Phoebe asked for this one, and indeed it just wouldn’t seem right to have Christmas without the Hallelujah Chorus from Handel’s Messiah. And let’s go first-class, with the Royal Choral Society at the Albert Hall.
And how they manage to put all these elements together into a flawless work of art… well, I can only stand in awe.
Requested by Tessa, O Come, All You Unfaithful, by Sovereign Grace Music. I had my doubts about that title until I heard the song. As Our Lord Jesus Christ once said, it’s the sick who need the physician, not the healthy (Matthew 9: 9-17).
Meanwhile, the Christmas Carol Contest is open all day! Let more entries follow this one.
“I was really stuck on this chapter,” Violet Crepuscular confesses to readers of her epic romance, Oy, Rodney. “Being the Queen of Suspense is hard! Why, just the other day I caught some wacko going fishing in my goldfish pond! I had to have Mr. Pitfall come over and do him an injury.”
In Chapter CDLIV the suspense builds to a crescendo. Lady Margo Cargo’s wig has caught fire. Lord Jeremy Coldsore has a quadruple fracture of the coccyx (“That’s what he gets for trying to turn this drama into a musical!” sniffs Ms. Crepuscular), the wandering cowboy, having swooned to the floor, is doing nothing, Crusty the Butler is trying to find a fire extinguisher (not aware that they haven’t been invented yet), the poor vicar’s conniptions are getting really unseemly, there is a hydra loose in town…
And the jackalope emerges from the vicar’s kitchen garden.
“I have added this TV news photo of a jackalope,” explains Ms. Crepuscular, “because it is suspenseful! I mean, the hydra might devastate the town, but at least no one will go crazy for the rest of his life just because he’s seen it–but you can’t say the same for the jackalope.”

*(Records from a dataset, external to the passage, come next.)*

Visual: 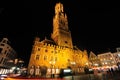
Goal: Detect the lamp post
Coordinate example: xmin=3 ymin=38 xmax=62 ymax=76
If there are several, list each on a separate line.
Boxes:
xmin=8 ymin=59 xmax=24 ymax=74
xmin=49 ymin=61 xmax=55 ymax=78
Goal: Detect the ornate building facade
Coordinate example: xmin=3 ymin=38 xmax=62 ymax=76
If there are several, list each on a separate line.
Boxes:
xmin=0 ymin=38 xmax=17 ymax=74
xmin=28 ymin=3 xmax=88 ymax=73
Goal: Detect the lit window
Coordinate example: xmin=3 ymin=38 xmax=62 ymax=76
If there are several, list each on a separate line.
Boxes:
xmin=44 ymin=56 xmax=47 ymax=60
xmin=36 ymin=55 xmax=40 ymax=60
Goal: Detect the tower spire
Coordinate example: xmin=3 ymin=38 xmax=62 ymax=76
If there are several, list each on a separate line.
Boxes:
xmin=51 ymin=2 xmax=73 ymax=48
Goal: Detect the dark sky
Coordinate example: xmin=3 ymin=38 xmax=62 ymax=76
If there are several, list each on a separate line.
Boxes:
xmin=0 ymin=0 xmax=120 ymax=65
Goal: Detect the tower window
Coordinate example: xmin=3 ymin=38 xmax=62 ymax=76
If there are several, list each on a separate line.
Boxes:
xmin=36 ymin=55 xmax=40 ymax=60
xmin=38 ymin=48 xmax=40 ymax=51
xmin=44 ymin=56 xmax=47 ymax=60
xmin=45 ymin=49 xmax=48 ymax=52
xmin=65 ymin=41 xmax=68 ymax=44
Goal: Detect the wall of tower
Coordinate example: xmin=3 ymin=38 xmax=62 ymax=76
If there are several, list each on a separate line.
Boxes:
xmin=29 ymin=39 xmax=88 ymax=71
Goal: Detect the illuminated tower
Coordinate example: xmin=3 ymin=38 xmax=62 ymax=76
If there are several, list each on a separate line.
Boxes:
xmin=51 ymin=3 xmax=73 ymax=48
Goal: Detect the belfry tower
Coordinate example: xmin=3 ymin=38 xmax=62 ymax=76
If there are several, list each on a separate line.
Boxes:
xmin=51 ymin=3 xmax=73 ymax=48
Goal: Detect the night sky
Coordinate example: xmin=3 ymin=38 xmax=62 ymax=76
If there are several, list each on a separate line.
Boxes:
xmin=0 ymin=0 xmax=120 ymax=63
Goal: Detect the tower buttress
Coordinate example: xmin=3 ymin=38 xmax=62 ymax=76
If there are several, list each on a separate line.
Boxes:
xmin=51 ymin=3 xmax=73 ymax=48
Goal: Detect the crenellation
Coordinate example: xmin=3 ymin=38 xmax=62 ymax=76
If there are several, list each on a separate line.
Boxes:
xmin=28 ymin=3 xmax=88 ymax=75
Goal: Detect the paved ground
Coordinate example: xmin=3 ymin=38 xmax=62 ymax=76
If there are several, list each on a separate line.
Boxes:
xmin=5 ymin=72 xmax=120 ymax=80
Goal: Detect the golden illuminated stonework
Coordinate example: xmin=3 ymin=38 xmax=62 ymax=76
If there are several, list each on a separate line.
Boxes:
xmin=28 ymin=3 xmax=88 ymax=74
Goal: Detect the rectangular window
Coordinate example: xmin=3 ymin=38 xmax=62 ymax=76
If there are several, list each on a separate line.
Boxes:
xmin=36 ymin=55 xmax=40 ymax=60
xmin=44 ymin=56 xmax=47 ymax=60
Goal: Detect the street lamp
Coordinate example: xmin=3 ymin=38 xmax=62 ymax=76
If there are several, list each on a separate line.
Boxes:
xmin=49 ymin=61 xmax=55 ymax=78
xmin=8 ymin=59 xmax=24 ymax=74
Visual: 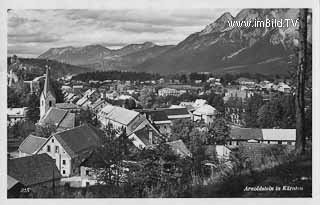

As this fearsome bunny with antlers emerges from the garden with a mouthful of parsley, Lady Margo forgets that her wig’s on fire, although it’s still on her head, Lord Jeremy oscillates, and Crusty begins to act peculiar.
Here the chapter degenerates into a defense of alcoholic toothpaste.
Requested by Phoebe, today’s first entry in our Christmas Carol Contest–The Holly and the Ivy, by the Robert Shaw Chamber Singers. (I was sure she was going to ask for Joy to the World. My whole schedule is thrown off now.)